Hello! I am currently working on a custom module inside my pytorch model. This module creates a gaussian kernel that is convolved across the models input, while the parameters of the gaussian kernel are to be learned. There is to be 256 x 256 gaussian kernels generated. My init function looks like this:
def __init__(self, channel_num = 512, size = 32, ksizeDN = 12):
super().__init__()
self.channel_num = channel_num
self.size = size
self.ksizeDN = ksizeDN
self.thetaD = torch.nn.Parameter(uniform.Uniform(0, torch.pi).sample([self.channel_num, self.channel_num]),
requires_grad=True)
self.p = torch.nn.Parameter(uniform.Uniform(2, 6).sample([self.channel_num, self.channel_num]),
requires_grad=True)
self.sig = torch.nn.Parameter(uniform.Uniform(2, 6).sample([self.channel_num, self.channel_num]),
requires_grad=True)
self.a = torch.nn.Parameter(
torch.abs(torch.randn(self.channel_num, self.channel_num, requires_grad=True)))
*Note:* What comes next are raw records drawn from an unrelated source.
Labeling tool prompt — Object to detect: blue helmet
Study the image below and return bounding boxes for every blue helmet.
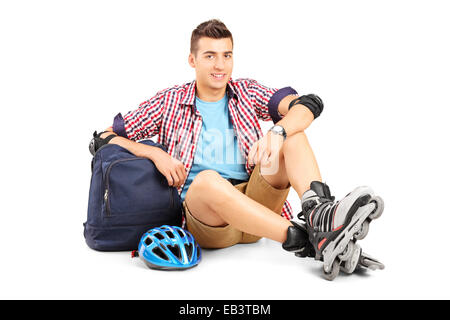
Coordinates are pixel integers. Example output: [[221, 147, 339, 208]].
[[136, 225, 201, 270]]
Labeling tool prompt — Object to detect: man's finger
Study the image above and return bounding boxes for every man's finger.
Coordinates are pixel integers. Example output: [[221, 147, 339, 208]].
[[176, 166, 186, 185], [165, 172, 174, 186], [170, 170, 182, 188], [261, 150, 270, 166]]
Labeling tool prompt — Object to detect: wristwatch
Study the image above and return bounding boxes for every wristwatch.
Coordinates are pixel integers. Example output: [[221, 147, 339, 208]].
[[269, 125, 287, 141]]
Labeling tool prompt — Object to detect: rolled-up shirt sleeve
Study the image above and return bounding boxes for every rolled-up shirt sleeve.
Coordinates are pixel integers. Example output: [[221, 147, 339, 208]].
[[112, 91, 165, 141], [247, 79, 298, 123]]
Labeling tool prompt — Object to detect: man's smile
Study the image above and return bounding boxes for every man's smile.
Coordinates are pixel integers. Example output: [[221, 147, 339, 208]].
[[211, 73, 226, 80]]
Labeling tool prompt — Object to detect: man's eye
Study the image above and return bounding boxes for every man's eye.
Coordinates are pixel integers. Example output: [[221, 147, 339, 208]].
[[207, 55, 214, 59]]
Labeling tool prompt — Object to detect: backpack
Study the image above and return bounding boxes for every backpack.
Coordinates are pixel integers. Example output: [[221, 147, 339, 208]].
[[83, 139, 182, 251]]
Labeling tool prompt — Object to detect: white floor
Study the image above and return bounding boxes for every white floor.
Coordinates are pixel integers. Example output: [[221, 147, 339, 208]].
[[0, 187, 446, 300]]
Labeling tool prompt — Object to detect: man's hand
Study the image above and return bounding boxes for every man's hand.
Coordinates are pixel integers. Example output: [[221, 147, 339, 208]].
[[150, 148, 187, 188], [248, 131, 284, 167]]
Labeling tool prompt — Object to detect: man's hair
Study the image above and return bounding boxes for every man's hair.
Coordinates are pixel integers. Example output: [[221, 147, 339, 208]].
[[190, 19, 233, 56]]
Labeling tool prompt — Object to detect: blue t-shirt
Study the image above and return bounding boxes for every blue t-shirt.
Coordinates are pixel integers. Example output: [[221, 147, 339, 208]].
[[180, 95, 249, 201]]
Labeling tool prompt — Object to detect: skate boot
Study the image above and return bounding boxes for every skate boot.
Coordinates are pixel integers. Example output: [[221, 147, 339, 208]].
[[282, 220, 315, 258], [282, 221, 385, 275], [299, 181, 384, 280]]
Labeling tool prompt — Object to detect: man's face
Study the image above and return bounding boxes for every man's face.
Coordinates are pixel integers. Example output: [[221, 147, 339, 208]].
[[188, 37, 233, 91]]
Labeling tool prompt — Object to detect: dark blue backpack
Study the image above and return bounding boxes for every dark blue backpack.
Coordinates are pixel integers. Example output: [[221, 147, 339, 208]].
[[84, 140, 182, 251]]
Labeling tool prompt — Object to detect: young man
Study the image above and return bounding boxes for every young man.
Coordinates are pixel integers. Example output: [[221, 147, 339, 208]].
[[96, 19, 384, 280]]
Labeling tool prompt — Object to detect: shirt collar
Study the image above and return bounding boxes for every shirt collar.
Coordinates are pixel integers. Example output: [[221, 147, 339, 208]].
[[180, 79, 237, 107]]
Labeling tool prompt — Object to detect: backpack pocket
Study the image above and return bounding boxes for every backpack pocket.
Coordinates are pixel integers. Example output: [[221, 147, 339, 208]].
[[102, 157, 179, 226]]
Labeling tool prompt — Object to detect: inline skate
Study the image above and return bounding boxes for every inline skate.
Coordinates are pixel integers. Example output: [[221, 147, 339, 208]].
[[284, 181, 384, 280]]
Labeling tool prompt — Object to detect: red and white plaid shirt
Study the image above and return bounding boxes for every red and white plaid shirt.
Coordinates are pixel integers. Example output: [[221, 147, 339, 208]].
[[113, 78, 298, 220]]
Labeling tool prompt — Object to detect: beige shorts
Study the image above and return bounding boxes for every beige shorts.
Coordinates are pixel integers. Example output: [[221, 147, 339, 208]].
[[182, 164, 290, 249]]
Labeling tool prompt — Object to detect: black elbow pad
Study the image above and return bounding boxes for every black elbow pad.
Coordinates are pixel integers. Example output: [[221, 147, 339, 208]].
[[288, 94, 324, 119], [89, 131, 117, 156]]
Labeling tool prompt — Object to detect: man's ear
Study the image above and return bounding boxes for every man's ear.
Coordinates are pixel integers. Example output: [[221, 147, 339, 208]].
[[188, 53, 196, 68]]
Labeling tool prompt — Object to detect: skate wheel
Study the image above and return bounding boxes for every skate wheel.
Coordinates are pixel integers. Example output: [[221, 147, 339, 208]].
[[369, 196, 384, 220], [338, 240, 355, 261], [354, 221, 370, 240], [341, 245, 362, 274], [323, 260, 340, 281]]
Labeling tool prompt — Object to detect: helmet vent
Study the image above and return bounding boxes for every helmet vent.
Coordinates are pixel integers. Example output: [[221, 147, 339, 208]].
[[144, 237, 153, 246], [177, 229, 185, 238], [166, 231, 175, 239], [152, 247, 169, 261], [168, 244, 182, 260], [154, 232, 165, 240], [184, 243, 193, 260]]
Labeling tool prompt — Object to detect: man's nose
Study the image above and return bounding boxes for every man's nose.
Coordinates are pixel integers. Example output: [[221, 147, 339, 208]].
[[214, 57, 225, 69]]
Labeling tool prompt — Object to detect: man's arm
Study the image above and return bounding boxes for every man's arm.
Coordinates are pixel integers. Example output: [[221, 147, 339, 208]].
[[99, 128, 187, 188], [275, 95, 315, 137], [247, 95, 316, 166], [96, 94, 165, 160], [100, 127, 161, 161], [246, 80, 317, 135]]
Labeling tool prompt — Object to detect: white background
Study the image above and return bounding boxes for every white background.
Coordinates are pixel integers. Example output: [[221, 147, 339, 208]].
[[1, 0, 449, 299]]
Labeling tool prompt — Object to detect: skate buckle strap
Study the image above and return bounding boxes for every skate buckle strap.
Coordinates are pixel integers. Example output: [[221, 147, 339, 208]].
[[320, 195, 335, 202], [303, 198, 321, 213]]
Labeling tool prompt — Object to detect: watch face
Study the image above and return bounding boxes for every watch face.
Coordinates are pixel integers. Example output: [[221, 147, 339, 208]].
[[270, 125, 286, 139], [272, 126, 283, 134]]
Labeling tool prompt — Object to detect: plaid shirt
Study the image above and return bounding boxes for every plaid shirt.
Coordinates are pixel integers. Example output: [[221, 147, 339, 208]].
[[113, 78, 298, 220]]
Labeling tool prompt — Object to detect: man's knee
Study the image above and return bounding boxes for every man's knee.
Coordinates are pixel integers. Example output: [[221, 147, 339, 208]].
[[185, 170, 230, 226], [186, 170, 229, 204], [282, 131, 307, 153], [190, 170, 223, 190]]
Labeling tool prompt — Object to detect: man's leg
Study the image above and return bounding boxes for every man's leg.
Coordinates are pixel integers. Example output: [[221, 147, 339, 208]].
[[185, 170, 292, 243], [261, 131, 322, 199]]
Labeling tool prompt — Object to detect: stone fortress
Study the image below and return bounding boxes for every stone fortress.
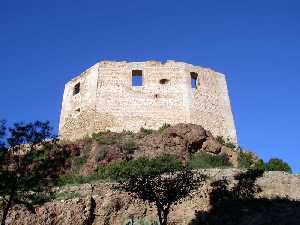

#self.nU = torch.nn.Parameter(torch.abs(torch.randn(1, self.channel_num, 1, 1, requires_grad=True)))
self.gaussian_bank = torch.nn.Parameter(torch.zeros(self.channel_num, self.channel_num, self.ksizeDN * 2 + 1,
self.ksizeDN * 2 + 1), requires_grad=False)
self.x = torch.linspace(-self.ksizeDN, self.ksizeDN, self.ksizeDN * 2 + 1)
self.y = torch.linspace(-self.ksizeDN, self.ksizeDN, self.ksizeDN * 2 + 1)
self.xv, self.yv = torch.meshgrid(self.x, self.y)
for i in range(self.channel_num):
for u in range(self.channel_num):
self.gaussian_bank[i, u, :, :] = self.get_gaussian(i, u)
The first four parameters are variables in the gaussian kernel equation (self.get_gaussian), which is called when constructing the ‘gaussian bank’ in the for loop. The gaussian bank is 256 x 256 x 25 x 25. For reference, the gaussian kernel equation is defined as:
def get_gaussian(self, cc, oc):
xrot = (self.xv * torch.cos(self.thetaD[cc, oc]) + self.yv * torch.sin(self.thetaD[cc, oc]))
yrot = (-self.xv * torch.sin(self.thetaD[cc, oc]) + self.yv * torch.cos(self.thetaD[cc, oc]))
g_kernel = torch.tensor((abs(self.a[cc, oc]) /
(2 * torch.pi * self.p[cc, oc] * self.sig[cc, oc])) * \
torch.exp(-0.5 * ((((xrot) ** 2) / self.p[cc, oc] ** 2) +
(((yrot) ** 2) / self.sig[cc, oc] ** 2))))
return g_kernel
After running the training on this, I notice that even though the parameters are changing, the ‘gaussian bank’ parameter never changes. In fact, all the parameters (thetaD, a, sig and p) all seem to go to zero over multiple epochs, which does not seem right. How can I define the gaussian bank parameter so that the model updates the gaussian bank whenever the parameters are adjusted? I am a bit new to pytorch, so apologies for any confusion - I am willing to answer anything I missed and I am very appreciative for any help!